Why investors like Warren Buffett are so fond of stock buybacks
Corporate America still loves stock buybacks. Warren Buffett spent a significant chunk of his annual letter, published Saturday, praising them — which is just as well, given that 2023 is likely to be the first year where they reach $1 trillion.
Why it matters: Buybacks, which were illegal until 1982, are now taxed at 1%. The change enacted two months ago is estimated to raise $74 billion over a decade for the public fisc. So far, the tax doesn't seem to have reduced their popularity in the slightest.
The big picture: As Buffett explains, the theory behind buybacks is that they reduce the number of shares outstanding, thereby giving each remaining shareholder ownership of a greater percentage of the company.
- The catch: Buybacks cost money — sometimes too much money.
- Even Buffett doesn't like all buybacks. In something of a tautology, he says he only likes the ones made "at value-accretive prices" — which is to say, he thinks buybacks create shareholder value only when they create shareholder value. Thanks, Warren.

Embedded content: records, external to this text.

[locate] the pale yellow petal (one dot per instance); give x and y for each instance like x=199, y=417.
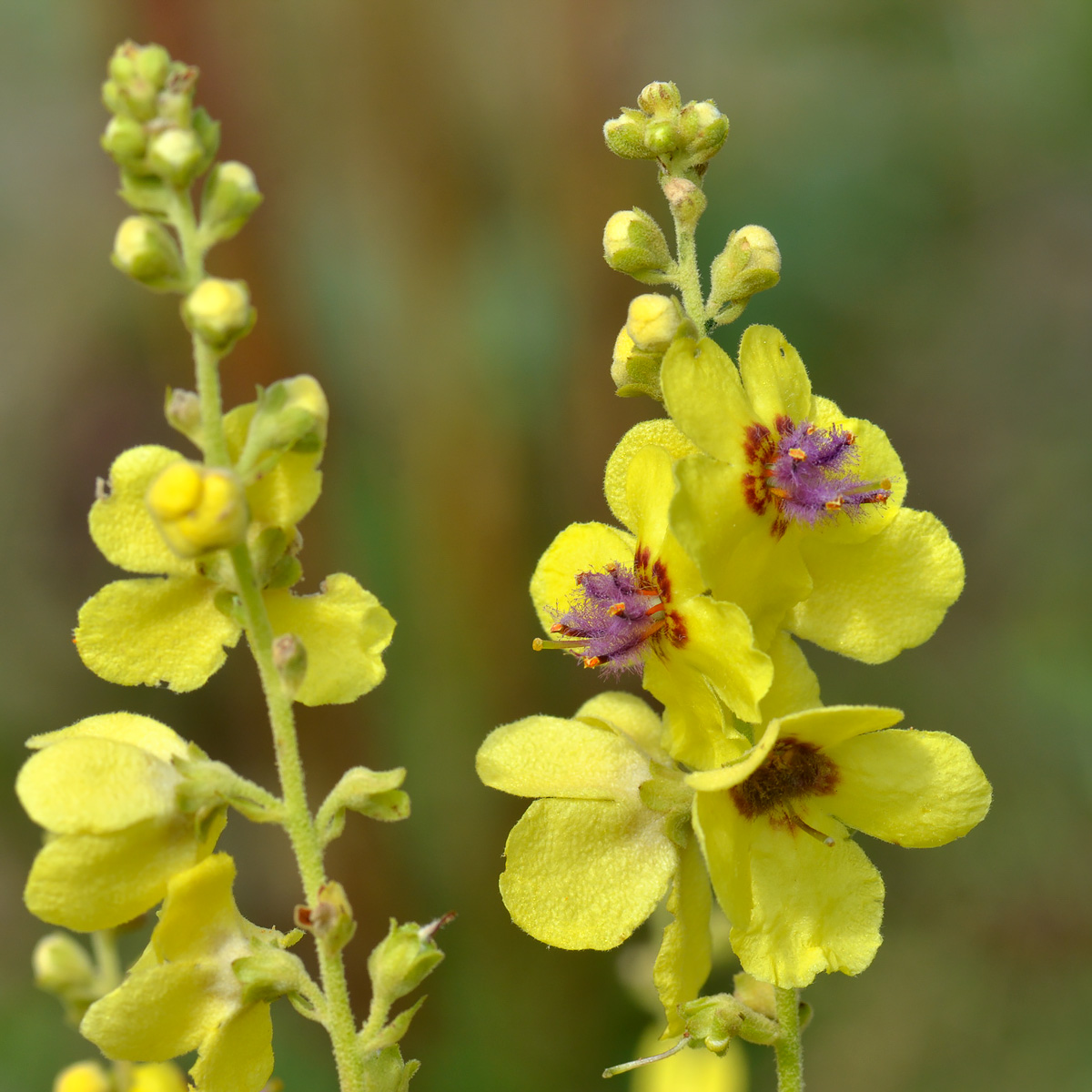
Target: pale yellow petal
x=703, y=393
x=915, y=789
x=344, y=631
x=157, y=1014
x=94, y=786
x=584, y=874
x=685, y=956
x=876, y=598
x=814, y=907
x=546, y=756
x=661, y=431
x=238, y=1057
x=774, y=377
x=152, y=632
x=132, y=729
x=581, y=547
x=120, y=523
x=629, y=714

Where it stands: Shareholders expect to receive corporate profits one way or another — which is to say, either through buybacks or via dividends.
- Investors who pay taxes generally prefer buybacks, because dividends are taxable as income. Buybacks, on the other hand, generate no tax bill for any non-selling shareholder — and even selling shareholders generally only pay the lower long-term capital gains tax.
- The new tax on buybacks is not a so-called Pigovian tax on something the government disapproves of and wants less of, so much as it's a way to try to even out distortions in the difference between how dividends and buybacks are taxed.
Executives also have good reasons for preferring buybacks to dividends.
- For one, when employees are granted options, buybacks effectively increase the proportion of the company that they're entitled to purchase at a fixed price, making the options more valuable. Dividends, by contrast, just reduce the amount of money in the company, making options less valuable.
Driving the news: Goldman Sachs announced Friday that it has spent $2.25 billion buying back its own shares so far this year and that it was authorized to spend another $30 billion in the future. That's roughly 25% of its current market value.
- Even bigger buyback announcements have come from Meta ($40 billion) and Chevron ($75 billion).
Between the lines: Buybacks are a weak signal that executives think the stock is undervalued. Dividends send a different, but equally positive, message: That the company is confident of being consistently profitable far into the future.
The bottom line: Buybacks are a form of financial engineering; often they're paid for not out of profits but from borrowing money in the debt markets. Taxing them just makes the financial engineering a tiny bit more complicated, without making any major changes to the way that companies try to make their shareholders richer.